Florian Zeller’s name is fast becoming a byword for gripping, fascinating and often brilliantly funny theatre. Productions of The Mother and The Father have racked up critical raves and when The Truth opened at the Menier Chocolate Factory it was greeted with equal fervour.
It was no surprise then that this razor sharp four-hander found its way into the West End, and in my favourite theatre no less! Zeller’s play, adeptly translated by Christopher Hampton, zips along without a single wasted word and the quartet onstage have fine-tuned their performances to wring maximum emotion from every moment.
Lindsay Posner weaves the paths of his four performers expertly and leaves the audience genuinely unsure at times whether they are supposed to sympathise with the characters or hate them. Of course the ability to walk such a fine line requires high quality performances. Alexander Hanson’s Michel, neck deep into an affair with his best-friend’s wife is at once a complete bastard and incredibly endearing, it’s a superb performance with Hanson’s brash denials and pig-headed stubbornness all too familiar to the guffawing audience!
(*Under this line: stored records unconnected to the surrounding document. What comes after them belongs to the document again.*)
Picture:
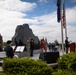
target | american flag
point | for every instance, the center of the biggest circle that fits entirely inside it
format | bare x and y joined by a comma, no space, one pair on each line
63,16
58,10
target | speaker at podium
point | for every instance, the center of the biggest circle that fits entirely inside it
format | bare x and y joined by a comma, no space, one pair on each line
49,57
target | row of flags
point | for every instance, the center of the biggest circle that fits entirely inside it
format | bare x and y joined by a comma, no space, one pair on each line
61,13
61,17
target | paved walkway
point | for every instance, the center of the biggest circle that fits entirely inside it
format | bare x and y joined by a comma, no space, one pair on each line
36,56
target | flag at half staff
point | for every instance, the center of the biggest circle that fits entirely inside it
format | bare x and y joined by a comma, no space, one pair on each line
63,16
58,10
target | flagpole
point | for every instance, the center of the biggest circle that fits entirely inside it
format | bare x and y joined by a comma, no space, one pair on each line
62,29
65,21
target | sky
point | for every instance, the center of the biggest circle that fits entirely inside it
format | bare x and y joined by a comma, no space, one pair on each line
41,15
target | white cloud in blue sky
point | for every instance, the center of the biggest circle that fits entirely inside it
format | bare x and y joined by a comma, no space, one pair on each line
16,12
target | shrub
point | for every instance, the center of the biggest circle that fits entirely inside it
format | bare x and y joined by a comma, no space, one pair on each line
64,72
26,65
67,61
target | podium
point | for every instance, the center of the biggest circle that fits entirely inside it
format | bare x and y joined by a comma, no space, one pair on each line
72,47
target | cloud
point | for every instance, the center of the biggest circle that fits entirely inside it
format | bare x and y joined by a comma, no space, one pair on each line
16,5
70,15
43,26
43,1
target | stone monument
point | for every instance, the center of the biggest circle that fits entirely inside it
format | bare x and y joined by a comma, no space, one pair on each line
22,33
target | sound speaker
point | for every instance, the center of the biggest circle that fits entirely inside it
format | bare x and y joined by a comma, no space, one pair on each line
49,57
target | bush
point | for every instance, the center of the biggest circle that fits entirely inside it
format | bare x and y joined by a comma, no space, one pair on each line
26,65
64,72
67,61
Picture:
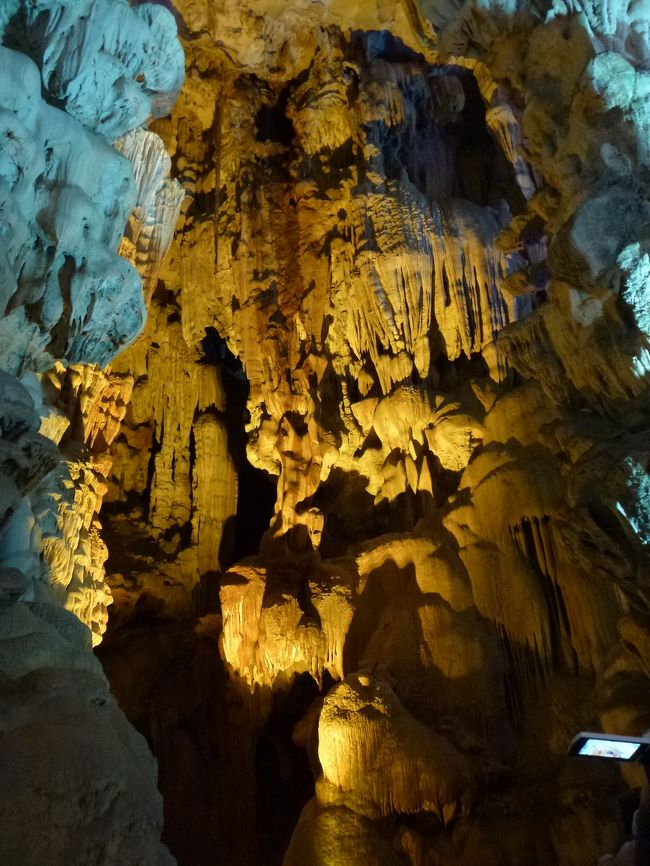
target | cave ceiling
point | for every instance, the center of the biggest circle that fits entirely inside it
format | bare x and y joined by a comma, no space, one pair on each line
324,359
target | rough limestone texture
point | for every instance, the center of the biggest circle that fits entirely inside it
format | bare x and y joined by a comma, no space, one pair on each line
77,783
413,240
419,227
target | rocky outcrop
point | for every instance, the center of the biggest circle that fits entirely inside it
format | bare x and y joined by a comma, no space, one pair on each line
415,227
77,782
412,238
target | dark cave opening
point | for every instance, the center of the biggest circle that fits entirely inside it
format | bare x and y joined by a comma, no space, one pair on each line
283,774
256,489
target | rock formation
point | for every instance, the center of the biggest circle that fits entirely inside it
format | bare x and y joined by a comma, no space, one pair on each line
77,783
375,474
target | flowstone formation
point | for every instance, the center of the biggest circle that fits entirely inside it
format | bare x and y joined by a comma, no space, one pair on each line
414,243
77,81
375,476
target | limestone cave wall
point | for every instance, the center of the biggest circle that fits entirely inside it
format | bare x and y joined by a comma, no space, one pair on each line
374,478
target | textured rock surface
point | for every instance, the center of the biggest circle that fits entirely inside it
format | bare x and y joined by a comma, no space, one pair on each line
419,227
77,783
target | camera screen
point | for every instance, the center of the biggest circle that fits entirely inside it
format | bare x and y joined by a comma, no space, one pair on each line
608,749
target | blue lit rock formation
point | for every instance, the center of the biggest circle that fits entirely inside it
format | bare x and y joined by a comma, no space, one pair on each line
421,229
77,783
414,243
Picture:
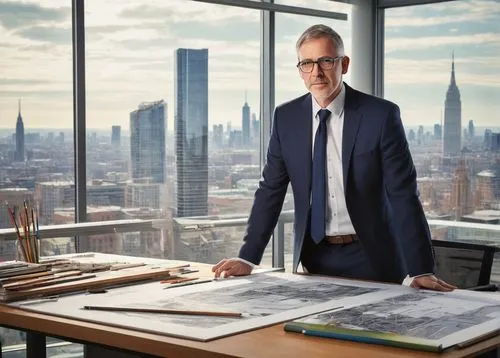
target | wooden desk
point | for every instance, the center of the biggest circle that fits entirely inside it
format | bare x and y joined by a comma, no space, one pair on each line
271,342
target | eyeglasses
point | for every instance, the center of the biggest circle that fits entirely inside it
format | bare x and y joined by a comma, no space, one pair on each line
325,63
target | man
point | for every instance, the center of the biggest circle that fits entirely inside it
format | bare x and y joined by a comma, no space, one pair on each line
357,212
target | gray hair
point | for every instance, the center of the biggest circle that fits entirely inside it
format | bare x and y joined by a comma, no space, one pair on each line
320,31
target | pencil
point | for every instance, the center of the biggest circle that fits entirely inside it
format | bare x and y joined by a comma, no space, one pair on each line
186,283
162,310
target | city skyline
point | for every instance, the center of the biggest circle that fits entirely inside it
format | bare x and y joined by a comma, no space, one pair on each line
126,67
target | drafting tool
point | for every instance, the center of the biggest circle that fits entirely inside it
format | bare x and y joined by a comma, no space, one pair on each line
162,310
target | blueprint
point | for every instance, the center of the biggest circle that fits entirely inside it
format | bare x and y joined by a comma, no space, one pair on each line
263,299
446,318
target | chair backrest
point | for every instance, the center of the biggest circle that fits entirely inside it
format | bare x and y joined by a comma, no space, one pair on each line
462,264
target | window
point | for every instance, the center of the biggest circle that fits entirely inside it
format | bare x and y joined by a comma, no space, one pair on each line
441,67
173,122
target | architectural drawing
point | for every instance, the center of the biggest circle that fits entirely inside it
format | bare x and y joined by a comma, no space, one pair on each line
263,299
444,318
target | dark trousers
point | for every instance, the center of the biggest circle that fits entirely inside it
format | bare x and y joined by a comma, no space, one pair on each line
343,260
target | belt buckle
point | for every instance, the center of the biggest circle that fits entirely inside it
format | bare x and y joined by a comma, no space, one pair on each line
340,239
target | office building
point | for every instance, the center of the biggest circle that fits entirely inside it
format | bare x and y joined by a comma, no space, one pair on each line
452,117
147,142
191,131
19,156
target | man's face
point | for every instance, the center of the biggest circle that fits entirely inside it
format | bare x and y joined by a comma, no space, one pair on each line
324,85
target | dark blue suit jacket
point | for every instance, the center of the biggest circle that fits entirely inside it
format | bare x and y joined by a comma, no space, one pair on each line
379,183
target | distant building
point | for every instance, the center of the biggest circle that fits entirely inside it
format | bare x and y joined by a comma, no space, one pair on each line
19,157
191,131
255,131
116,136
461,195
452,117
437,131
245,124
147,142
471,129
487,187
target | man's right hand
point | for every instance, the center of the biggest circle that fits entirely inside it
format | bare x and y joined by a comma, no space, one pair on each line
231,267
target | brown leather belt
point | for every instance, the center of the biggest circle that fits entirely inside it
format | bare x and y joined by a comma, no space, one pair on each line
341,239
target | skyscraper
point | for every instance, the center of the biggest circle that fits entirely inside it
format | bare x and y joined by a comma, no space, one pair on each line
19,137
147,142
115,136
191,131
245,124
452,117
461,194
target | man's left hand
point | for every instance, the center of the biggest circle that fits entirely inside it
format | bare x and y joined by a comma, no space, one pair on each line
431,282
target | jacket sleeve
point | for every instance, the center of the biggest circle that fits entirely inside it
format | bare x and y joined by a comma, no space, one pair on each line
400,180
268,199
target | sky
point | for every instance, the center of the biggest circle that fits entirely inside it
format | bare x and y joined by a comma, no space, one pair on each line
130,48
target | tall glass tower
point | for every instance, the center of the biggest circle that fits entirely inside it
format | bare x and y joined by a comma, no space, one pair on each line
147,142
19,156
452,117
245,123
191,131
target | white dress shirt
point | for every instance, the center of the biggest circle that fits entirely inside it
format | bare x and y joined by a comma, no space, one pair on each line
338,221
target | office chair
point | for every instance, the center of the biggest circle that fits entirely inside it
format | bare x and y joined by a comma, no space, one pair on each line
464,265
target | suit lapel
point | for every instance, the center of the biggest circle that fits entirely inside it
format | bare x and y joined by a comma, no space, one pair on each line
304,117
352,119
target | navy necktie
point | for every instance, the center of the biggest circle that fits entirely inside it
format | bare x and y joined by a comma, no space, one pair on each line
318,195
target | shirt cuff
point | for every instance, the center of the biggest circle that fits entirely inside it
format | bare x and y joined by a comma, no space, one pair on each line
409,280
252,265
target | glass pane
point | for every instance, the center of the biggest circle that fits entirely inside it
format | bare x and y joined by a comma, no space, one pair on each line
289,85
36,135
172,117
442,69
325,5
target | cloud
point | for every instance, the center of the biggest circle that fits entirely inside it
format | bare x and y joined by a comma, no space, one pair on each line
468,72
18,14
208,14
418,44
456,12
56,35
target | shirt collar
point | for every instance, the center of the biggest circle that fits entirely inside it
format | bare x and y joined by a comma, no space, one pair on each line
336,106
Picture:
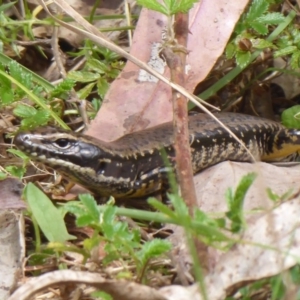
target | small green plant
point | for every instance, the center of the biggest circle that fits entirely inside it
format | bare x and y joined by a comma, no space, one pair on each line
17,84
168,7
250,32
235,202
99,71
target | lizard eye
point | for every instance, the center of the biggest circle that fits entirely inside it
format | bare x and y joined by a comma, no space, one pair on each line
62,143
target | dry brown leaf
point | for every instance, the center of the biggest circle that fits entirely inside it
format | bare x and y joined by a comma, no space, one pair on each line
118,289
271,241
133,103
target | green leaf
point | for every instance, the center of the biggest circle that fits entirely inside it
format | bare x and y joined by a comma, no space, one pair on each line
64,87
91,206
295,60
6,6
16,171
47,215
243,58
257,9
153,5
6,91
230,50
291,117
262,44
235,203
41,118
24,111
271,19
169,7
102,87
84,92
18,74
97,66
152,249
180,5
259,27
19,153
285,51
3,176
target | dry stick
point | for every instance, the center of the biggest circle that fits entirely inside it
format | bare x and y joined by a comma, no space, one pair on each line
180,121
181,133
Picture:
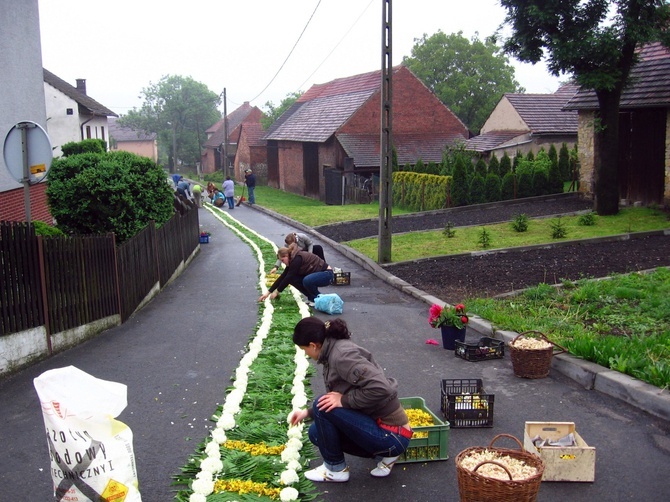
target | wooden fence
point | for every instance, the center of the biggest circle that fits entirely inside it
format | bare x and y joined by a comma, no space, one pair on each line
65,282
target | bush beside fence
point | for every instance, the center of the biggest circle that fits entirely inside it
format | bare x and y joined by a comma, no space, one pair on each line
59,284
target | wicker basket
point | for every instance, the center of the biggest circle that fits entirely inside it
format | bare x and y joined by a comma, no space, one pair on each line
532,363
474,487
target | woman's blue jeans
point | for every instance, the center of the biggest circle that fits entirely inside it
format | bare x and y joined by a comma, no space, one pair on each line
343,430
312,282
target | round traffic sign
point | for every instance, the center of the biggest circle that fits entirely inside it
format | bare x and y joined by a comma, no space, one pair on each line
38,148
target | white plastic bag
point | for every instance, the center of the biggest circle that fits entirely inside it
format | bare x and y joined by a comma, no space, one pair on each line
329,303
91,453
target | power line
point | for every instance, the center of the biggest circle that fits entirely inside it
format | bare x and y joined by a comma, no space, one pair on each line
336,45
289,54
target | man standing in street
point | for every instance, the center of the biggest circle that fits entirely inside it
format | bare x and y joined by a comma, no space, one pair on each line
197,194
250,180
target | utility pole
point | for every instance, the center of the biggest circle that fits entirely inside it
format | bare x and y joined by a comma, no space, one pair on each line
226,170
386,140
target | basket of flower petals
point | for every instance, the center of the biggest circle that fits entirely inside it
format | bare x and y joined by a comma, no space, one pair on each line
494,474
531,353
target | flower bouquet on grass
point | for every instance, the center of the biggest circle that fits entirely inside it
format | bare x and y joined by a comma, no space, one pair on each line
451,321
439,316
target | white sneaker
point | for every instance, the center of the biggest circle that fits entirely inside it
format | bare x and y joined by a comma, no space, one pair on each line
384,467
322,473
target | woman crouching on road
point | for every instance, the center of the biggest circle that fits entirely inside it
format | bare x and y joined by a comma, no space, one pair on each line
361,414
304,271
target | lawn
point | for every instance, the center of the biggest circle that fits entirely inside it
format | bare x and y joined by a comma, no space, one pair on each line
622,323
302,209
415,245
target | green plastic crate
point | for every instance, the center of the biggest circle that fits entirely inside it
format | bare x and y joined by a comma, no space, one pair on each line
433,447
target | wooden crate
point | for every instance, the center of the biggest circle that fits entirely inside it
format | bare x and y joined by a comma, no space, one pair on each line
562,463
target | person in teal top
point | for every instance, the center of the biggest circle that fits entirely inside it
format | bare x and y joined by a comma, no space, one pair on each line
197,194
218,200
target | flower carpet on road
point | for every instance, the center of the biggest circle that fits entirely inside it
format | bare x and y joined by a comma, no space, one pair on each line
251,452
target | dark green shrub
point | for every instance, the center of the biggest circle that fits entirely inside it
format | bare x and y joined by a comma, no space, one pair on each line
432,168
507,186
419,167
480,167
505,165
520,223
540,181
85,146
524,186
558,229
116,192
518,157
477,190
484,239
587,220
449,231
459,185
564,163
45,229
494,165
492,187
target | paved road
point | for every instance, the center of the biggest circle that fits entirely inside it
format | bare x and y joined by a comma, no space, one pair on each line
176,356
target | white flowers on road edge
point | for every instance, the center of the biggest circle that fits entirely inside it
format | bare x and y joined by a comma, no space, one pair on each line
203,485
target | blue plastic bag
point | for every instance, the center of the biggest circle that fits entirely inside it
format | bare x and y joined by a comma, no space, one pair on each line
330,303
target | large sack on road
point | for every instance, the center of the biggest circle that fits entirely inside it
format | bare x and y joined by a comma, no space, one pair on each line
91,452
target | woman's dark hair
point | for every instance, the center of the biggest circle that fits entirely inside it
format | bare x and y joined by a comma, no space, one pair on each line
314,330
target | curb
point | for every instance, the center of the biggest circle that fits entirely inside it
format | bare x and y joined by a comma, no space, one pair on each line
591,376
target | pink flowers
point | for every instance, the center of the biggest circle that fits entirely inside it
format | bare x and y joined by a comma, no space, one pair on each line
447,316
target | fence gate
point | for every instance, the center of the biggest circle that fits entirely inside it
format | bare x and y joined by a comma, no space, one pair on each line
334,192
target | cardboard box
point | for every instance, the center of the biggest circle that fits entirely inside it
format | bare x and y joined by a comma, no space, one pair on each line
562,463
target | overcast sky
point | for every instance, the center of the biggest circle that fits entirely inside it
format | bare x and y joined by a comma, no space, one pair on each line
122,47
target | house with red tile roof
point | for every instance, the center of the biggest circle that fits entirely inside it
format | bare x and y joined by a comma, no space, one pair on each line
212,149
525,122
131,140
644,131
252,152
331,134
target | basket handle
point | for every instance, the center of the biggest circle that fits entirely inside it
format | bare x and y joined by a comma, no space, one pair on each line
495,463
507,436
543,336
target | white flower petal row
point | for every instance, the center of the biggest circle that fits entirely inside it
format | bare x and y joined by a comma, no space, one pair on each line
203,485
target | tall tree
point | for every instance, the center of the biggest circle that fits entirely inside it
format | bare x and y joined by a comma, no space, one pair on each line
179,110
596,41
468,76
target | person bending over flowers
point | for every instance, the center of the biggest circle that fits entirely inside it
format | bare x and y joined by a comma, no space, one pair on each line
304,271
360,414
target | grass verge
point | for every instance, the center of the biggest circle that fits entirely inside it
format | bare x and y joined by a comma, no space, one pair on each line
622,323
416,245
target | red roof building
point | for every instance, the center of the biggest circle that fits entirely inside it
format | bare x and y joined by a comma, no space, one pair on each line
333,131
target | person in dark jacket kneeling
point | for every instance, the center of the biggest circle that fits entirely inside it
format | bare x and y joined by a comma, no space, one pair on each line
360,414
304,271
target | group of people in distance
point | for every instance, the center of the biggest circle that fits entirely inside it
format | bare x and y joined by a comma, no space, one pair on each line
360,414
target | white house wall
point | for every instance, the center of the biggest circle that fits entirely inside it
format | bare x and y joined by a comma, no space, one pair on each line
62,128
21,78
504,117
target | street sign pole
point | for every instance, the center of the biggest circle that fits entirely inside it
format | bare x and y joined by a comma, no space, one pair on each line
23,127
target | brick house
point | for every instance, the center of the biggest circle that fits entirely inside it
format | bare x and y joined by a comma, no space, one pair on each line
331,133
130,140
644,131
212,149
252,152
526,122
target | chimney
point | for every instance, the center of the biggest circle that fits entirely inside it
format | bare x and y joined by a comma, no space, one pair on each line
81,85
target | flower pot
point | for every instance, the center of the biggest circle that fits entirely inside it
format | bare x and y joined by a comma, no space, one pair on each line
450,334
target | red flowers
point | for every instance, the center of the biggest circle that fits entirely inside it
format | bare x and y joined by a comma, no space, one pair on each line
447,316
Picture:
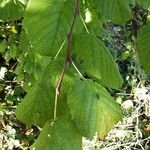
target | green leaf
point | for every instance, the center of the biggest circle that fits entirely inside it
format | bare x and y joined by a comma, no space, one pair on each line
38,105
143,47
3,46
92,108
12,10
47,23
116,10
144,3
61,134
96,61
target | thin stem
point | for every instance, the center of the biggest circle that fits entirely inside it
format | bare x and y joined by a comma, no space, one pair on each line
84,24
68,59
77,70
61,47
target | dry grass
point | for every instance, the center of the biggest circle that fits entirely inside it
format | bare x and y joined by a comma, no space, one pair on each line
128,134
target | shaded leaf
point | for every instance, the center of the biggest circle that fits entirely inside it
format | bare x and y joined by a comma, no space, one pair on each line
38,105
12,10
143,47
61,134
92,108
96,61
116,10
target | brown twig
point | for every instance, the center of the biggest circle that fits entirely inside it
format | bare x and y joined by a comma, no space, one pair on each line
68,59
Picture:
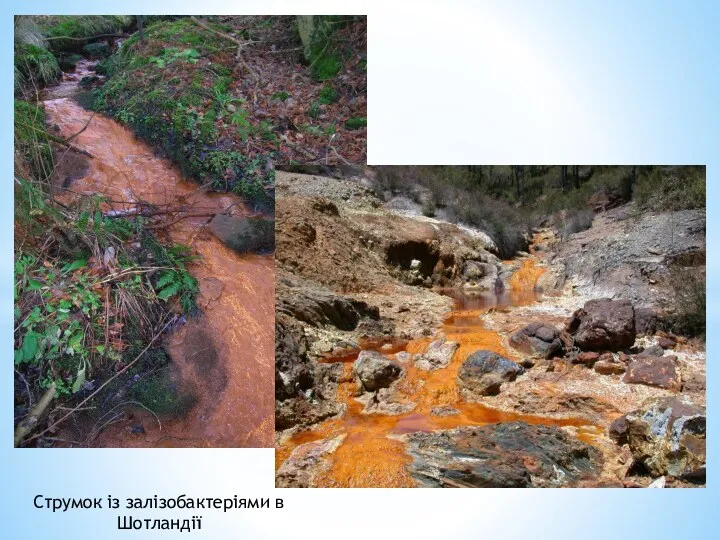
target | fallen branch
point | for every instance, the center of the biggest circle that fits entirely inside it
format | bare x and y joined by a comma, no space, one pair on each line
300,149
103,385
28,423
83,39
240,44
71,137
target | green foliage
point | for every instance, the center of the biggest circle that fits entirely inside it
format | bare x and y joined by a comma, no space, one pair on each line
67,62
314,110
282,96
177,282
35,65
55,320
158,393
192,115
356,123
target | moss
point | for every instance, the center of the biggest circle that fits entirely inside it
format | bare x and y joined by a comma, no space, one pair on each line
67,62
81,28
31,140
356,123
282,96
97,50
161,395
327,95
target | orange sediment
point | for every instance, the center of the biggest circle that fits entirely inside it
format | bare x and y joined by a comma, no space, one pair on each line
372,455
234,385
527,276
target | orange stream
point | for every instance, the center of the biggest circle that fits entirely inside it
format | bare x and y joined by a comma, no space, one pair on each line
371,455
234,389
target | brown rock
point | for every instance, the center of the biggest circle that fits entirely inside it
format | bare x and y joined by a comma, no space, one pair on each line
537,339
587,358
667,436
661,372
603,324
609,368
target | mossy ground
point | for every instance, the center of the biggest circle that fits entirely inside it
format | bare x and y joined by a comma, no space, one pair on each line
174,91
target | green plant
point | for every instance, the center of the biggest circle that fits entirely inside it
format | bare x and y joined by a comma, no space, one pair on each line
689,299
356,123
173,54
34,65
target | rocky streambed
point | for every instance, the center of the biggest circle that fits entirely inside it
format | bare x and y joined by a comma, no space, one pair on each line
408,355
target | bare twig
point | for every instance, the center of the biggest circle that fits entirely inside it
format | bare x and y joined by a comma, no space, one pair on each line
240,44
25,427
84,401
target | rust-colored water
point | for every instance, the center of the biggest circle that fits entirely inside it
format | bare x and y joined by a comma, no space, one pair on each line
371,455
226,355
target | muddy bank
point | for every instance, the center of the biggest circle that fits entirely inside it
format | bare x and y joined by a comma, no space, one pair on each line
222,357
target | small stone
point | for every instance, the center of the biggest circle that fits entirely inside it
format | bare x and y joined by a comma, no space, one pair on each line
609,368
586,358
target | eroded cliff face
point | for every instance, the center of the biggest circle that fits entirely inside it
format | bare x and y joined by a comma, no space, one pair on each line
409,348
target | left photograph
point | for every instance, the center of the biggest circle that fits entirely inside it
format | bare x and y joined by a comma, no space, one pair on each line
145,156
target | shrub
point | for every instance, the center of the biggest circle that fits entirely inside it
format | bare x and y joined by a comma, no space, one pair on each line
97,50
35,66
576,221
671,188
195,119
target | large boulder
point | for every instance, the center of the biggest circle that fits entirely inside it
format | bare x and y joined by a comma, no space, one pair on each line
666,436
603,324
513,454
438,355
659,371
304,391
307,462
537,339
374,371
484,372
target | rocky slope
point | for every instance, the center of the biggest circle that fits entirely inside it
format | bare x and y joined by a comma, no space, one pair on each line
575,387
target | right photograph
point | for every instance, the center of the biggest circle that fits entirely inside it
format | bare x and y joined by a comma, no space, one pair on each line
491,326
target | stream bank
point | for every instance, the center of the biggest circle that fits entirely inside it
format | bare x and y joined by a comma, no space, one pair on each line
407,353
204,378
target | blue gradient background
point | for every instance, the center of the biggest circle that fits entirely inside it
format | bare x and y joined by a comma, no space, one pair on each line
451,82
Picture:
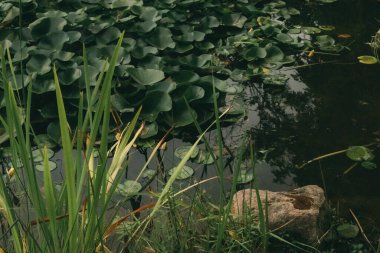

The laughs hide intense pain here though and as we laugh at the words being spoken there’s often despair writ large across the faces of the performers. It’s most noticeable at the close of the piece as Tanya Franks’ Laurence silently anguishes in an exquisite piece of acting! Frances O’Connor’s Alice, at once sexy and innocent in her need to get the truth out in the open balances with Franks’ stoic performance perfectly while Robert Portal’s Paul could have stepped out of a Pinter play with his direct and strangely emotionless reception to the emotional chaos around him.
It’s difficult to do this production justice in words, it really is a performance that needs to be seen and absorbed so do yourself a favour and go grab a ticket!